To show how synapomorphies help us chart out evolutionary relationships, let’s consider the simple example in Fig. 23.8. We begin with four species of animals (labeled “A” through “D”) in a group we wish to study that we will call our ingroup; we believe the species to be closely related to each other. For comparison, we have a species that we believe is outside this ingroup—that is, it falls on a branch that splits off nearer the root of the tree—and so is called an outgroup (labeled “OG” in Fig. 23.8). Each species in the ingroup and the outgroup has a different combination of characters, such as leg number, presence or absence of wings, and whether development of young to adult is direct or goes through a pupal stage (Fig. 23.8a).

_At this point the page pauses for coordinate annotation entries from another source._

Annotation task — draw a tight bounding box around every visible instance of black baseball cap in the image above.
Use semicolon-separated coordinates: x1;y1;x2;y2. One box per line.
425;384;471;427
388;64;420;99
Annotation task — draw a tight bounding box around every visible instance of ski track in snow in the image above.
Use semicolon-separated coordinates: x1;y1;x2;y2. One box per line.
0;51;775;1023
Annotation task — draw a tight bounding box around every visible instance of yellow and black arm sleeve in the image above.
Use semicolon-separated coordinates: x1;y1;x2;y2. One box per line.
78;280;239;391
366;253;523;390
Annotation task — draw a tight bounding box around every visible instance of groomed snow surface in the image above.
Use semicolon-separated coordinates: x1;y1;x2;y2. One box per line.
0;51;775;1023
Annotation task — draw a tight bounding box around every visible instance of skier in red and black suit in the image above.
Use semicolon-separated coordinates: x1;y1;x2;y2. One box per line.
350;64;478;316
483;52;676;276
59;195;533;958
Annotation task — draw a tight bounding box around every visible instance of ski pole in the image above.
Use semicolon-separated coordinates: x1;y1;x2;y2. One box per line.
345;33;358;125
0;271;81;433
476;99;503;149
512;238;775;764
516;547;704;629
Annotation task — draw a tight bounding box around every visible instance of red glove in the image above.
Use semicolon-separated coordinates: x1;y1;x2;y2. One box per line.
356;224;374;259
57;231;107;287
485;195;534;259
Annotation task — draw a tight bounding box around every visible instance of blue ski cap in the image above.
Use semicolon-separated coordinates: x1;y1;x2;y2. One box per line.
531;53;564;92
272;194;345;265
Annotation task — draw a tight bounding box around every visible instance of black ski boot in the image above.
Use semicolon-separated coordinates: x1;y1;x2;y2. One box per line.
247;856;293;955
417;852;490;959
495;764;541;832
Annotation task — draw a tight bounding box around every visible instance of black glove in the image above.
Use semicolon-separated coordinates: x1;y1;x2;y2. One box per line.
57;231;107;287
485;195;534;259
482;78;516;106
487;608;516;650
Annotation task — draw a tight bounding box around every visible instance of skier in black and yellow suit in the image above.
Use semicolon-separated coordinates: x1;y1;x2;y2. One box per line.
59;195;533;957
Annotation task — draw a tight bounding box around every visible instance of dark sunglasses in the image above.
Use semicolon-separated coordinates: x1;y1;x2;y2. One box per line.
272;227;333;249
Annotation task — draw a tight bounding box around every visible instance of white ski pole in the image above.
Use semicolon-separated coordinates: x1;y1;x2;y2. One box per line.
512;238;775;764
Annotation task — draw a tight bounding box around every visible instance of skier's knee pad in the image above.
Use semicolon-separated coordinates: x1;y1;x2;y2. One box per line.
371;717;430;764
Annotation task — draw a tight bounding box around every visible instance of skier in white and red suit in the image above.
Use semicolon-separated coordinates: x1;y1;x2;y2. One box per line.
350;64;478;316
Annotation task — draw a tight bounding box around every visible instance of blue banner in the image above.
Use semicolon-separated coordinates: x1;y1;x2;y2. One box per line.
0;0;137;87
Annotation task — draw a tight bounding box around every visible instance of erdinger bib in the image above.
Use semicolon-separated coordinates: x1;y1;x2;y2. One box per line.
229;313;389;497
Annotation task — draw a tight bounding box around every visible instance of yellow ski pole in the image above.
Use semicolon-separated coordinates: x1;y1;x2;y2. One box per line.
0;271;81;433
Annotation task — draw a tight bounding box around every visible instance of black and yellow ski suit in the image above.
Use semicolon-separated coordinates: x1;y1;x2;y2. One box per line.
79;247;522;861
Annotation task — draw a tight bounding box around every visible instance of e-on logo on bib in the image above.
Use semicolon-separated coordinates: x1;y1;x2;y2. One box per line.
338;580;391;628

We are interested in the relationships among species A–D and so focus on potential synapomorphies, character states shared by some but not all species within the group. For example, only C and D have pupae. This character suggests that C and D are more closely related to each other than either is to the other species. The alternatives are that C and D each evolved pupae independently or that pupae were present in the common ancestor of A–D but were lost in A and B.

470

How do we choose among the alternatives? Studies of the outgroup show that it does not form pupae, supporting the hypothesis that pupal development evolved within the ingroup. In practice, biologists examine multiple characters and choose the phylogenetic hypothesis that best fits all of the data.

How do we determine “best fit”? Fig. 23.8b illustrates three different hypotheses for the relationships among the species based on four characters and their various character states. Each reflects the sister-group relationship between C and D proposed earlier. The leftmost tree requires exactly four character-state changes during the evolution of these species: reduction of leg pairs to three in the group ABCD, wings in the group BCD, and pupae in group CD, plus a change of form of the mandible, or jaw, in species D.

471

Now consider the middle tree in Fig. 23.8b. It groups A and B together, and so differs from the tree on the left in requiring either a loss of wings in A, or an additional origin of wings in B, independent of that in the common ancestor of C and D—five changes in all. The tree on the right groups A and B together, and requires two extra steps for a total of six steps. No tree that we can construct from species A–D requires fewer than four evolutionary changes, so the left-hand version in Fig. 23.8b is the best available hypothesis of evolutionary relatedness. In fact, this is the phylogeny for a sample of species from the largest group of animals on Earth, the Hexapoda—insects and their closest relatives (Fig. 23.8c).

In general, trees with fewer character changes are preferred to ones that require more because they provide the simplest explanation of the data. This approach is an example of parsimony, that is, choosing the simpler of two or more hypotheses to account for a given set of observations. When we use parsimony in phylogenetic reconstruction, we make the implicit assumption that evolutionary change is typically rare. Over time, most features of organisms stay the same—we have the same number of ears as our ancestors, the same number of fingers, and so on. Thus, biologists commonly prefer the phylogenetic tree requiring the fewest evolutionary steps.

In systematics, parsimony suggests counting character changes on a phylogenetic tree to find the simplest tree for the data (the one with the fewest number of changes). Each change corresponds to a mutation (or mutations) in an ancestral species, and the more changes or steps we propose, the more independent mutations we must also hypothesize.

Note also that it isn’t necessary to make decisions in advance about which characters are homologies and which are analogies. We can construct all possible trees and then choose the one requiring the fewest evolutionary changes. This is a simple matter for the example in Fig. 23.8 because four species can be arranged into only 15 possible different trees. As the number of groups increases, however, the number of possible trees connecting them increases as well, and dramatically so. There are 105 trees for 5 groups and 945 trees for 6 groups, and there are nearly 2 million possible trees for 10. For 50 groups the possibilities balloon to 3 × 10⁷⁶! Clearly, computers are required to sort through all the possibilities.

As is true for all hypotheses, phylogenetic hypotheses can be supported strongly or weakly. Biologists use statistical methods to evaluate a given phylogenetic hypothesis. Available character data may not strongly favor any hypothesis. When support for a specific branching pattern is weak, biologists commonly depict the relationships as unresolved and show multiple groups diverging from one node, rather than just two. Such branching patterns are not meant to suggest that multiple species diverged simultaneously, but rather to indicate that we lack the data to choose unequivocally among several different hypotheses of relationship. In Part 2, we show unresolved branches in a number of groups. These shouldn’t be read as admissions of defeat, but instead as problems awaiting resolution and opportunities for future research.